Three identical Framework Desktops. Small, quiet, ridiculous specs for what most people use homelabs for. Each one runs as a K3s server (control plane and worker on every node). At this scale, splitting into dedicated control plane and worker nodes just wastes capacity. Three servers gives me an etcd quorum, so I can lose a node and keep running. Every node runs workloads.

Ripping out the k3s defaults

K3s ships with Klipper for service load balancing and a bundled Traefik for ingress. I disabled both on day one.

curl -sfL https://get.k3s.io | sh -s - server \
  --cluster-init \
  --token "{{ k3s_token }}" \
  --tls-san "{{ kubevip_vip }}" \
  --write-kubeconfig-mode 644 \
  --disable servicelb \
  --disable traefik

--cluster-init starts embedded etcd on the first node. The other two join with --server https://192.168.60.40:6443, which is the kube-vip floating VIP, not the init node’s real IP. This matters. If the init node goes down, the other two still reach the API through the VIP. The join process itself goes through the HA path from the start.

Networking

kube-vip

The API server needs a stable address that doesn’t follow a single node.

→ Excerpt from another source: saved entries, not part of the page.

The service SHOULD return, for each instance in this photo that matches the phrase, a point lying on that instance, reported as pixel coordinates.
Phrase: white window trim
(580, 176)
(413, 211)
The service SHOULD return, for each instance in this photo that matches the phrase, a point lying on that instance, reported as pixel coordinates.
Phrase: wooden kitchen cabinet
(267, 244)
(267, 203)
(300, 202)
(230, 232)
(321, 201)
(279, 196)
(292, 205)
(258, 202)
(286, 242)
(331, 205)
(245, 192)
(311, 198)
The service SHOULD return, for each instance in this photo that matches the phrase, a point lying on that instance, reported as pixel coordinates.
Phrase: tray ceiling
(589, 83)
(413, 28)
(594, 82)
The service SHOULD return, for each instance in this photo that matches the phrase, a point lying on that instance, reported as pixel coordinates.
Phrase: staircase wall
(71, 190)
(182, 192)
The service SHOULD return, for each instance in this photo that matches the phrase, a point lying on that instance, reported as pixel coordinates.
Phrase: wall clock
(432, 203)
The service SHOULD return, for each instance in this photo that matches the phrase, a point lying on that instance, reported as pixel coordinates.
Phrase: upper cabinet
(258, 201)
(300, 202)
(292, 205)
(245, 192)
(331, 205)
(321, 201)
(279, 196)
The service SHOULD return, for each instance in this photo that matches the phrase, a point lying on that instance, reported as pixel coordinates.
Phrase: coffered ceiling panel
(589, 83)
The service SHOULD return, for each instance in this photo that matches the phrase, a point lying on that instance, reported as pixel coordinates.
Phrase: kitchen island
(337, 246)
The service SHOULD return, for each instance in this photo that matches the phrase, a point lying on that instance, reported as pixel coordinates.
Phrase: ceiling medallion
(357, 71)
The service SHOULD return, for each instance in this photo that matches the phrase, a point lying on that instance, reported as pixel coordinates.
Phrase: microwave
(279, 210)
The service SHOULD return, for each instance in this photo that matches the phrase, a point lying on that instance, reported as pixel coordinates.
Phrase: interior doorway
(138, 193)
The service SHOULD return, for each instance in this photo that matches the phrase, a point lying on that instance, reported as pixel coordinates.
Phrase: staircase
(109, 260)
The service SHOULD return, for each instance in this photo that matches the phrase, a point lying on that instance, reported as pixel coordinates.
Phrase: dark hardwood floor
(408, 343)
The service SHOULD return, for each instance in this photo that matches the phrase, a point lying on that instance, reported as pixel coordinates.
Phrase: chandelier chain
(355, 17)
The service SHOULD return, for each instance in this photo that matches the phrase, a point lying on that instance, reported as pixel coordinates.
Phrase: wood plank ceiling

I picked kube-vip in ARP/L2 mode because it runs inside the cluster as a DaemonSet. No extra machine, no external load balancer, no DNS tricks.

The manifests get templated into /var/lib/rancher/k3s/server/manifests/ before k3s even starts. When k3s comes up, it auto-deploys them. Leader election picks one node to hold the VIP (192.168.60.40), and if that node dies, another takes over within seconds.

I considered HAProxy + keepalived but that would’ve meant a fourth machine or running it on the nodes outside of Kubernetes. Didn’t want that.

MetalLB

Klipper pins each LoadBalancer service to a single node. If that node reboots (which mine do, regularly, for firmware and kernel updates) the service IP disappears until it comes back. MetalLB in L2 mode advertises service IPs via ARP and fails over to another speaker within seconds.

Traefik (self-managed)

The bundled Traefik upgrades automatically whenever you upgrade k3s. That’s fine until you need to pin a version or customize the Helm values. I deploy my own via kubernetes.core.helm and it picks up an external IP from MetalLB automatically.

One command

The entire deployment is ansible-playbook site.yml. No manual SSH. No “now run this on node 2.” No copying kubeconfigs around.

# site.yml
- name: Prepare all nodes
  ansible.builtin.import_playbook: playbooks/node-prep.yml

- name: Initialize first K3s server
  ansible.builtin.import_playbook: playbooks/k3s-init.yml

- name: Join remaining K3s servers
  ansible.builtin.import_playbook: playbooks/k3s-join.yml

- name: Deploy post-install components
  ansible.builtin.import_playbook: playbooks/post-install.yml

The node_prep role handles everything before k3s touches the machine: hostname, timezone, dnf tuning, swap off, kernel modules (br_netfilter, overlay), sysctl forwarding, firewall ports, iSCSI for Longhorn, and the dedicated NVMe formatted and mounted at /var/lib/longhorn. Every task is idempotent. Re-running on an already-configured node changes nothing.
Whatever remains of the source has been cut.